In a speech given in Nelson today, Shearer said there needed to be more of a "partnership approach" from government, which needed to be creative about how it could better help regional projects get off the ground.
While not going into specific details, his comments suggest Labour is considering policy where, at the extreme end, the state could provide loans for specific regional projects which would have national benefits, or at least help facilitate investment by regional councils.
Labour also said in the run-up to the 2011 election that it would explore policies to incentivise certain capital investment such as entitling domestic venture or angel investors to a deduction of 20% of their investment against other income at the time of investment, and an additional 50% deduction be allowed if that capital was lost.

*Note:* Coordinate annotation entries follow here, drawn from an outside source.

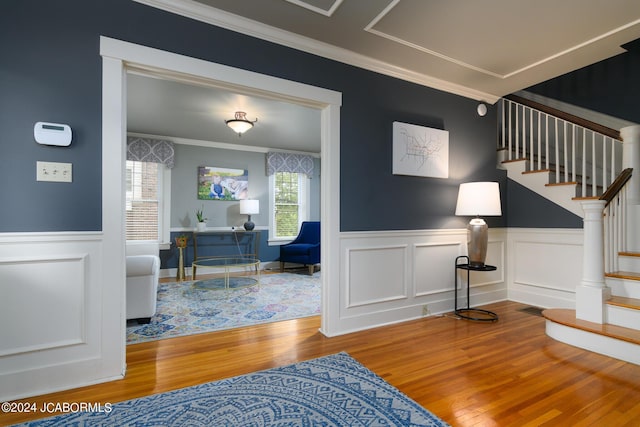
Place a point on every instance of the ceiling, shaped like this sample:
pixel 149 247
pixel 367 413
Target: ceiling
pixel 478 49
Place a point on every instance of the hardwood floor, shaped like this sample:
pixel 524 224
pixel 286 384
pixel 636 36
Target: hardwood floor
pixel 507 373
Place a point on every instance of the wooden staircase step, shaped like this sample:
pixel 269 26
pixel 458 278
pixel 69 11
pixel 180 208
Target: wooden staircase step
pixel 632 254
pixel 567 317
pixel 626 302
pixel 522 159
pixel 629 275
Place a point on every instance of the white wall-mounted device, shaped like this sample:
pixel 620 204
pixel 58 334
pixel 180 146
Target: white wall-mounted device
pixel 52 134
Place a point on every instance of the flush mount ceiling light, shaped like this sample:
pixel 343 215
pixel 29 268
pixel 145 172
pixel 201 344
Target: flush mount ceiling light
pixel 240 124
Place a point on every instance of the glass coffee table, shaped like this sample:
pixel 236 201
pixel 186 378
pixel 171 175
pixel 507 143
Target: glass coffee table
pixel 228 266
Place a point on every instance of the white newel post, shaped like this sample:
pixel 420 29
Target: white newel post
pixel 631 159
pixel 592 292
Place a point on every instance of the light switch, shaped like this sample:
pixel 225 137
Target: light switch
pixel 55 172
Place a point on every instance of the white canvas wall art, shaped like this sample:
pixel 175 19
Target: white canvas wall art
pixel 420 151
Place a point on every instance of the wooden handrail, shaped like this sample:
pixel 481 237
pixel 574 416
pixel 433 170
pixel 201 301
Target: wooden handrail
pixel 616 186
pixel 611 133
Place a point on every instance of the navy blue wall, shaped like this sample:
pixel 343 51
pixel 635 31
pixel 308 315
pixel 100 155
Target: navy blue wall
pixel 610 87
pixel 51 71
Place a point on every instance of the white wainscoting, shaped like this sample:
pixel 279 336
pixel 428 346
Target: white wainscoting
pixel 54 332
pixel 390 276
pixel 545 266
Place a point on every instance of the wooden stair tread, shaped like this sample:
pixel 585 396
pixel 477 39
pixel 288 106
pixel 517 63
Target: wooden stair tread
pixel 630 275
pixel 567 317
pixel 626 302
pixel 633 254
pixel 537 171
pixel 553 184
pixel 522 159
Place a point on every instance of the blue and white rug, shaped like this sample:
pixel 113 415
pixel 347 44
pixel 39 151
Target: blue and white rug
pixel 185 309
pixel 334 390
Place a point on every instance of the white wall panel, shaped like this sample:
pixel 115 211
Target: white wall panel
pixel 434 264
pixel 393 276
pixel 43 302
pixel 52 294
pixel 545 266
pixel 376 275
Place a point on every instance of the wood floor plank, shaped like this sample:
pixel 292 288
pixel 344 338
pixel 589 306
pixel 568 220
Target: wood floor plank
pixel 507 373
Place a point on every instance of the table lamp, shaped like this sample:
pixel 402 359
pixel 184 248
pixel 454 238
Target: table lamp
pixel 249 207
pixel 475 199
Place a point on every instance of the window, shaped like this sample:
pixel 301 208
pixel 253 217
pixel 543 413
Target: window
pixel 147 201
pixel 290 201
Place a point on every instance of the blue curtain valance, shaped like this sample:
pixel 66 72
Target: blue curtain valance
pixel 150 150
pixel 288 162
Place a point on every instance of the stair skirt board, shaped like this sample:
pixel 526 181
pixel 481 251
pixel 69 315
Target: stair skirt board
pixel 596 343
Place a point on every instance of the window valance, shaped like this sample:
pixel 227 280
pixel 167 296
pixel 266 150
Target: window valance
pixel 150 150
pixel 288 162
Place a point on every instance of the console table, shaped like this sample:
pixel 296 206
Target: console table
pixel 237 242
pixel 467 312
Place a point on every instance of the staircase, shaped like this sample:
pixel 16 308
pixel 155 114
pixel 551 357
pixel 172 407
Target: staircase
pixel 579 166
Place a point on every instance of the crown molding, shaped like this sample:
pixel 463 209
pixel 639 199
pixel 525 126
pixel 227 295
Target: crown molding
pixel 194 10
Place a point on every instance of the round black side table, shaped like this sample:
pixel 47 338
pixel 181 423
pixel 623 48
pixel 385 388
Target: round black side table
pixel 477 314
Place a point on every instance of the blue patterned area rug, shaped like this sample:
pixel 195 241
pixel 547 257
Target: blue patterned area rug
pixel 334 390
pixel 186 308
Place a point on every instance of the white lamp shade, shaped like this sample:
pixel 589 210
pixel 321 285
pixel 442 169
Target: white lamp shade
pixel 479 198
pixel 249 207
pixel 239 126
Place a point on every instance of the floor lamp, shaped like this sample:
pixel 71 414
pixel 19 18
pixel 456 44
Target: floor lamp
pixel 475 199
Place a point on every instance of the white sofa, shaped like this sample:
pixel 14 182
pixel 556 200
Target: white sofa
pixel 142 286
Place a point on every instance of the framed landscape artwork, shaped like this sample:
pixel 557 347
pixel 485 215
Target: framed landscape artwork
pixel 222 183
pixel 420 151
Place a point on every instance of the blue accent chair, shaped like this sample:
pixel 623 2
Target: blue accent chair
pixel 305 249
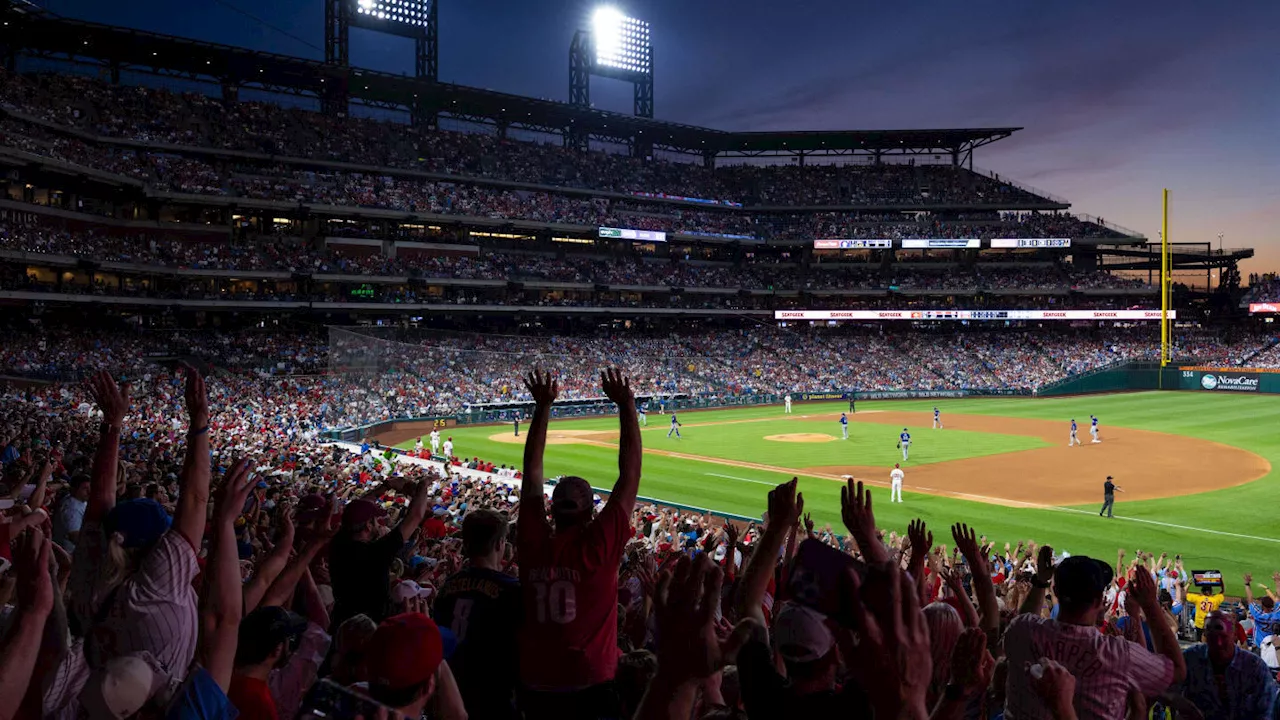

Read more on that Election 2011 policy here. Labour has not yet said whether it would keep the policy - an announcement would be made much closer to the 2014 election.
'We'll get more creative'
Using a marine farm off the coast of Opotiki as an example, Shearer said the Opotiki District Council was asking for NZ$20 million from central government to redevelop the harbour so the marine farm project could go ahead. The government spent about NZ$25 million a year on income support for the near-thousand people in the town on benefits, he said.
"It would mean more boats could use the entrance, with spin offs for the marine industry and tourism. If you moved people off benefits and into jobs you can see how the investment over time would pay itself back," Shearer said.
"This is what I mean by new thinking in developing our regions and getting stuck in to help," he said.
New Zealand as a whole would do better if its regions performed better.
"But we have to pull together and take more of a partnership approach, and take an open mind and be creative about how the government can help," Shearer said.
He said the previous Labour government had been creative with moves such as setting up New Zealand Trade and Enterprise, which had spin-offs for regional economies such as the Wine Research Centre in Marlborough.
"We need to return to the regions, and Labour is going to be creative in going further still," Shearer said.
"The Opotiki marine farm development highlights that there is an issue with the provision of capital to regional New Zealand. Beyond the corporate and farming sectors, we have to do better at helping innovative businesses in our regions get access to capital for development," he said.
"That, by the way, is another reason why the heartland will grow faster as a result of Labour’s vision for growing our savings and reforming the tax system so that investment goes to the parts of the economy that can grow fastest, not the parts with the best tax breaks."